11/18/2006

Intelligibility in 17th and 20th century scientific philosophy

Should scientific theories be understandable -- or at least, aim at understandability? Of course, the term 'understandable' is vague and/or ambiguous, perhaps so much so that this question is some combination of pointless and unanswerable. But let's suppose the concept of understandability (or, equivalently, intelligibility) is sufficiently determinate.

One might think that understandability is not a standard on scientific claims. Sure, it's nice when we can have it; but as certain physicists say, 'Nobody really understands quantum mechanics.' On this view, evidence can justify a theory to a sufficient degree to motivate acceptance of that theory, even if that theory is (in some sense) not completely intelligible.

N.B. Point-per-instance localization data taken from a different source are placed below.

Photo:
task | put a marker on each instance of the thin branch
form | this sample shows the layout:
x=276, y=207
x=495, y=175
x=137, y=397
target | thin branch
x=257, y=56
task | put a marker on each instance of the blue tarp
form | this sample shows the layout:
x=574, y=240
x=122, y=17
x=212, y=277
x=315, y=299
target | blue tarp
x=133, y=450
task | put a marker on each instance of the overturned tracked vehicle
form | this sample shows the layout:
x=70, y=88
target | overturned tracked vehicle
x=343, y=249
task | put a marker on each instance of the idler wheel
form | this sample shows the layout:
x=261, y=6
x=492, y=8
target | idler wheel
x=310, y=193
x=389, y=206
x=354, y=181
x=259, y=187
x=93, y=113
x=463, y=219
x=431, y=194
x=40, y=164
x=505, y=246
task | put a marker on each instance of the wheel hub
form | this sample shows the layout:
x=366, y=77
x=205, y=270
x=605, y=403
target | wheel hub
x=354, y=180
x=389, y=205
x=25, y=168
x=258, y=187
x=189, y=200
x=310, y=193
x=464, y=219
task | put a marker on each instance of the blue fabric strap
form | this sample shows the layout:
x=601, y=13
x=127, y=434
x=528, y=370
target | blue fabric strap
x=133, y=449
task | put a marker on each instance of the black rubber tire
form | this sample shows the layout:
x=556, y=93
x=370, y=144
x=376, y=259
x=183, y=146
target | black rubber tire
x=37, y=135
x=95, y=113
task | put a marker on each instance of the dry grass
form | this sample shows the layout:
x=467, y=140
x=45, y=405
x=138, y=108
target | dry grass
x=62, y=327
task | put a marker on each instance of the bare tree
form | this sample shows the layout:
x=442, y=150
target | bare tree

I don't know what the answer to this question is. But I was recently struck by a similarity between the mechanical philosophers of the middle 17th C and the logical empiricists of the early 20th C. In The World, Descartes says he will describe a universe that only has properties that everyone, even the dense, can fully understand (viz., the shape, size and motion of matter). In "On the Grounds and Excellency of the Mechanical Hypothesis," Robert Boyle claims that one of the advantages of the mechanical philosophy over that of the Peripatetics and the Paracelsian chemists is that the mechanical philosophy only uses terms understood clearly by everybody. The idea is that the word 'cube' will call up the same idea for everyone, whereas 'substantial form' (Peripatetics) or 'active principle' (Chemists) will not. Just about everyone can agree on whether a particular thing is cubical or not -- we will enjoy less agreement about whether a particular substance contains an active principle or not... or about what an active principle is, exactly.

What I now recognize is that certain aspects of logical empiricism have very much the same spirit. For Carnap, Neurath, and other logical empiricists, one of the primary aims of the language reforms they proposed was to guarantee the intelligibility or understandability of sentences that aim to state facts. Neurath proposed the adoption of a 'Universal Jargon' that was supposed to be a refinement of everyday language; Carnap proposed various types of languages at various points in his career -- the language of sense perception was the most fully developed in the Aufbau, and the language of middle-sized dry goods was preferred after that. Why these languages? Because, in each case, such sentences were supposed to be the most paradigmatically or obviously meaningful sentences; if (e.g.) everyday language is not meaningful, then nothing is. Furthermore, these sentences mean the same thing (or close) to all competant speakers; Philipp Frank, for instance, embraced such language-reform projects in order to counteract the Tower of Babel-esque proliferation of jargons in various scientific sub-disciplines.

I think further parallels between the 17th and early 20th C philosophers can be tied into this issue: both groups want to unify science (though in different ways, I think) and to eliminate the excessive metaphysical speculations of their respective times. I think the impetus toward intelligibility, in both cases, drives (at least in part) these other programs.

1 comment:

Unknown said...

History has gone through this same argument- "Should we write for the specialists, or should our work be intelligible?" Not quite that blunt, but I can give two examples:
1. In college I heard the story of one historian who would re-read his work, and if he written a particularly good sentence, change it. He "didn't want literary value getting in the way of what he was trying to say."
2. I took a graduate course, and an assigned book contained quotes in six different languages, all untranslated.

Neither of these cases referred to work intended to be read- only to impress. The beauty of clear thought is its elegance and simplicity.

If it isn't intelligible, don't be too lazy not to try to make it so.